Here we go again. It seems our ‘friends’ on Wiveton Parish Council decided they needed a sign to warn drivers of juggernauts tempted to drive down Bridgefoot Lane that there was a severe weight restriction at the other end. At first sight not unreasonable except that anyone daft enough to try to get a large lorry into Bridgefoot Lane in the first place should have his license rescinded – or inserted where no license has been before. The case was taken up by their county councillor, Dr Strong, and duly agreed by whoever it is that has to sanction these things. It was then passed to the Highways ‘Design Engineers’ who, being the crass little souls they are, reached for the manual on signage for motorways and trunk roads producing a sign that is quite disproportionately large and intrusive for what is a C class road in an Area of Outstanding Natural Beauty. There is in fact already a sign warning of the weight restriction but that is cunningly hidden round the corner from the junction where it is of little use. Am I missing something here? Would it not have been better to have moved the existing sign to the junction rather than waste several thousand pounds on a ghastly new sign that they will have, sooner or later, to remove? I thought money was supposed to be tight.
Nobody from Highways bothered to tell us what they were planning though this seems to be pretty much the norm. OK, they did give us plenty of notice about the road works back in January – in view of the disruption caused this was only fair – but nobody else seems to bother. We have recently heard by roundabout routes – there has been no direct communication – that Anglian Water are intending to dig up the Deli car park to install a large soak-away under it.
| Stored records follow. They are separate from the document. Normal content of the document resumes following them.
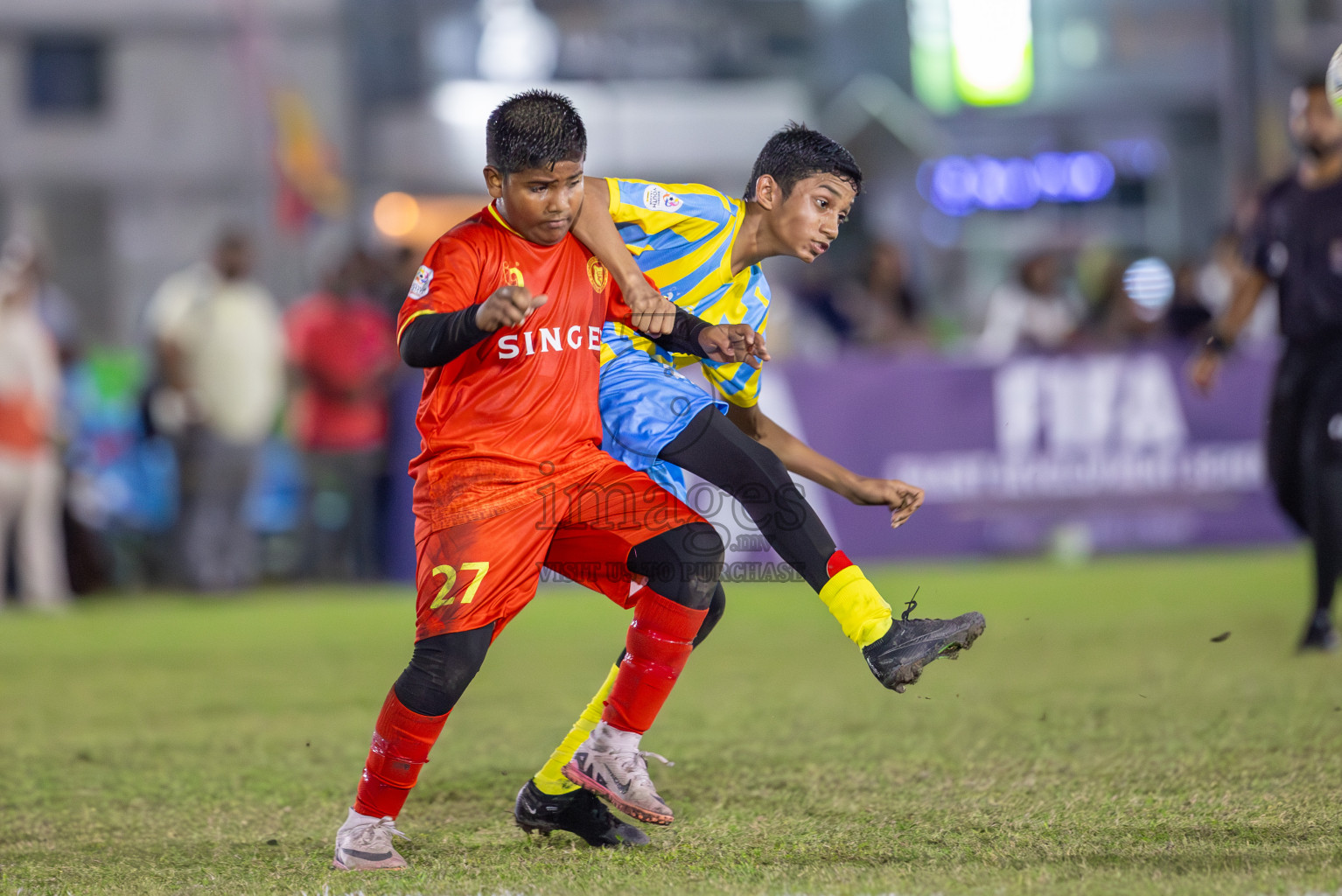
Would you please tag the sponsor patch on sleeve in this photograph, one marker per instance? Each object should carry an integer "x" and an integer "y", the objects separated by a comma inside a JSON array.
[
  {"x": 419, "y": 289},
  {"x": 661, "y": 200}
]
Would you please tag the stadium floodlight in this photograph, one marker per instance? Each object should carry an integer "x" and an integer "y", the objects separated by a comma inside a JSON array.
[
  {"x": 992, "y": 50},
  {"x": 1150, "y": 284},
  {"x": 518, "y": 43}
]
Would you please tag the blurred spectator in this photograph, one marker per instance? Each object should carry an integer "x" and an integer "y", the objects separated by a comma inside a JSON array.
[
  {"x": 1216, "y": 284},
  {"x": 30, "y": 471},
  {"x": 1030, "y": 312},
  {"x": 396, "y": 276},
  {"x": 220, "y": 359},
  {"x": 884, "y": 309},
  {"x": 342, "y": 352},
  {"x": 57, "y": 312},
  {"x": 1188, "y": 318}
]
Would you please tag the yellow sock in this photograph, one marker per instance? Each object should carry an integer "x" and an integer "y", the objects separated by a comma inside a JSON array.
[
  {"x": 861, "y": 611},
  {"x": 550, "y": 778}
]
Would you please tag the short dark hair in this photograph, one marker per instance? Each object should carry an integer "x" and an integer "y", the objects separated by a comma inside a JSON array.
[
  {"x": 535, "y": 129},
  {"x": 796, "y": 153}
]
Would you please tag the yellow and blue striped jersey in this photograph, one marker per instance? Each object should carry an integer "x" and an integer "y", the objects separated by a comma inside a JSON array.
[{"x": 682, "y": 236}]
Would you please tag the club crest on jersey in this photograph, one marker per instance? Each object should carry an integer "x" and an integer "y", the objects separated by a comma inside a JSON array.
[
  {"x": 598, "y": 274},
  {"x": 661, "y": 200},
  {"x": 423, "y": 276}
]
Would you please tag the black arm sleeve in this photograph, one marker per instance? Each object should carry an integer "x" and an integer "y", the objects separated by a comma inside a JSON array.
[
  {"x": 685, "y": 334},
  {"x": 434, "y": 340}
]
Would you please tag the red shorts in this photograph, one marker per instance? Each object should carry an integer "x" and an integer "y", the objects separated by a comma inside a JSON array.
[{"x": 486, "y": 570}]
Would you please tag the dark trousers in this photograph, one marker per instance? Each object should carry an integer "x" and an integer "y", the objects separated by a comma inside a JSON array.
[
  {"x": 339, "y": 528},
  {"x": 1304, "y": 452},
  {"x": 219, "y": 548}
]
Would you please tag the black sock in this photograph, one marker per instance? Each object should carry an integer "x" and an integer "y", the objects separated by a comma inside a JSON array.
[{"x": 714, "y": 450}]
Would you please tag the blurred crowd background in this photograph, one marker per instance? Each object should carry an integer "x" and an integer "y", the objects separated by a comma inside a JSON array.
[{"x": 213, "y": 211}]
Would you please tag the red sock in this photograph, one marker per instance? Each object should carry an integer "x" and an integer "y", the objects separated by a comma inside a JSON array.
[
  {"x": 402, "y": 740},
  {"x": 837, "y": 563},
  {"x": 656, "y": 647}
]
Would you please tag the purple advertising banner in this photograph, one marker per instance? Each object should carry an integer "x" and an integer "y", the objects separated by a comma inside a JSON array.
[
  {"x": 1068, "y": 453},
  {"x": 1073, "y": 453}
]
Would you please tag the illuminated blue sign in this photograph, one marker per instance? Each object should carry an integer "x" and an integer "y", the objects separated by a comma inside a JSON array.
[{"x": 959, "y": 186}]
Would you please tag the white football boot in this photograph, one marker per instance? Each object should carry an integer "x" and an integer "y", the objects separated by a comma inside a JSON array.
[
  {"x": 364, "y": 843},
  {"x": 611, "y": 765}
]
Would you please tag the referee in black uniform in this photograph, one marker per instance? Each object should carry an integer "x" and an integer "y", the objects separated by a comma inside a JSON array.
[{"x": 1297, "y": 243}]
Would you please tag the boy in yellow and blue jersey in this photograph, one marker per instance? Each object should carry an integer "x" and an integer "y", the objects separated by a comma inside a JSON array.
[{"x": 702, "y": 251}]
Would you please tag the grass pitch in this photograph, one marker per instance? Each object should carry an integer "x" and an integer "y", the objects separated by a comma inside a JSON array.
[{"x": 1095, "y": 740}]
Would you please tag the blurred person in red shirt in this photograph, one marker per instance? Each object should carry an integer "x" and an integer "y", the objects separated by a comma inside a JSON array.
[
  {"x": 30, "y": 470},
  {"x": 342, "y": 353}
]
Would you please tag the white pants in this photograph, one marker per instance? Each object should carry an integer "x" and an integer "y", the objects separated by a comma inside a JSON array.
[{"x": 30, "y": 514}]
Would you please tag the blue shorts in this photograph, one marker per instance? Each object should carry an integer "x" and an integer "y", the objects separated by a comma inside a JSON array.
[{"x": 645, "y": 405}]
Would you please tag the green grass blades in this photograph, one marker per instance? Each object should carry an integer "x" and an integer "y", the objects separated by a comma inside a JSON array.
[{"x": 1094, "y": 740}]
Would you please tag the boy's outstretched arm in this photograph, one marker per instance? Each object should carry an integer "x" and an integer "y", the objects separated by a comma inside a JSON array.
[
  {"x": 596, "y": 229},
  {"x": 797, "y": 456}
]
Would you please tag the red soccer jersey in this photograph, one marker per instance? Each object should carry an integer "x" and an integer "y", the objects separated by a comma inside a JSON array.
[{"x": 517, "y": 410}]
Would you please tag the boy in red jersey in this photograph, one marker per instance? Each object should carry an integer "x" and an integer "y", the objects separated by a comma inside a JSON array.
[{"x": 512, "y": 476}]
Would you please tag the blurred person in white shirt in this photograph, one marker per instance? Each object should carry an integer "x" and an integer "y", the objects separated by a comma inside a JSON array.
[
  {"x": 1030, "y": 312},
  {"x": 220, "y": 352},
  {"x": 30, "y": 468}
]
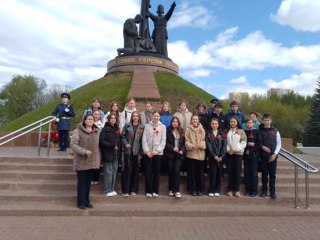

Given that the water table is only a few inches under the surface at this point, this does seem a rather perverse decision. Perhaps they are trying to smuggle in an open air swimming pool without telling the planners?
They recently set up a small drilling rig to investigate the sub-soil but they were drilling into the bed of the old creek (latterly known as Jackson’s Creek) rather than the car park itself; perhaps they drilled there too and I missed it. A simple site survey would have shown them that the car park is bounded on two sides by a fresh-water creek and on another side by at least one well and a couple of small springs. The adjacent house is called ‘Springfield’ for a good reason. Any large hole dug in that car park is going to be full of water most of the time – only a severe drought would dry it out – so if they are hoping to solve the problem of damp in those cottages on the south side of New Road they are wasting their time. We can’t tell them of course because officially we don’t know about it.
What is certain is that the works will add considerably to the chaos of parking in that part of the village. The junction of High Street and New Road is already a problem for large vehicles as can be seen from the state of the garden walls at the apex of the junction where large lorries travelling on the A149 regularly tail-swipe them as they squeeze round the corner. Another problem is farm machinery coming from the other end of the High Street and trying to join the New Road but being obstructed by cars parked too close to the junction. Modern farm machinery is simply ginormous and could probably drive right over a car with barely a bump being felt. One day someone will probably do just that and the ‘victim’ will have little redress as parking that close to a junction is in any case an offence under various Road Traffic Acts which I’m too lazy to look up – besides I don’t want to risk giving Google any more money to not pay tax on.
Following on from our own tree work I am asked to remind tree owners throughout the parish that they have a Duty of Care with regard to those trees: if the trees fall down and squash next door’s cat, or indeed squash next door, you as owner would be liable. That is not to encourage you all to cede responsibility to the council, nor is it an invitation to destroy any or all the trees in the village – any tree that is much more than a sapling is in effect subject to the blanket tree preservation order that covers the whole of the Conservation Area and therefore the owner must have the consent of Simon Case, the NNDC Tree Officer, before any work is done. Anyone tempted to chop first and argue about it afterwards could end up facing heavy fines. It’s interesting to compare modern day vistas of the village and the Glaven Valley with views done in the eighteenth century. The first thing you notice is just how bleak and treeless the earlier views are. Some really ancient trees on the Bayfield Estate apart, most of what we have today is no more than 150 years old; Taylor’s Wood for instance was planted by Edmund Taylor of Swan Lodge Farm in the middle of the nineteenth century; before that it was open heathland.
News has just come in that the government has finally seen sense and dropped its proposal to impose Marine Conservation Zones – well some of them anyway – and more to the point it has dropped the Reference Area proposals too. This is great news for pretty much everybody as even the conservationists considered RA4 to be unnecessary. Congratulations to all those who campaigned tirelessly against the scheme. It’s just a pity so much taxpayers’ money was wasted on NetGain and the other ‘contractors’.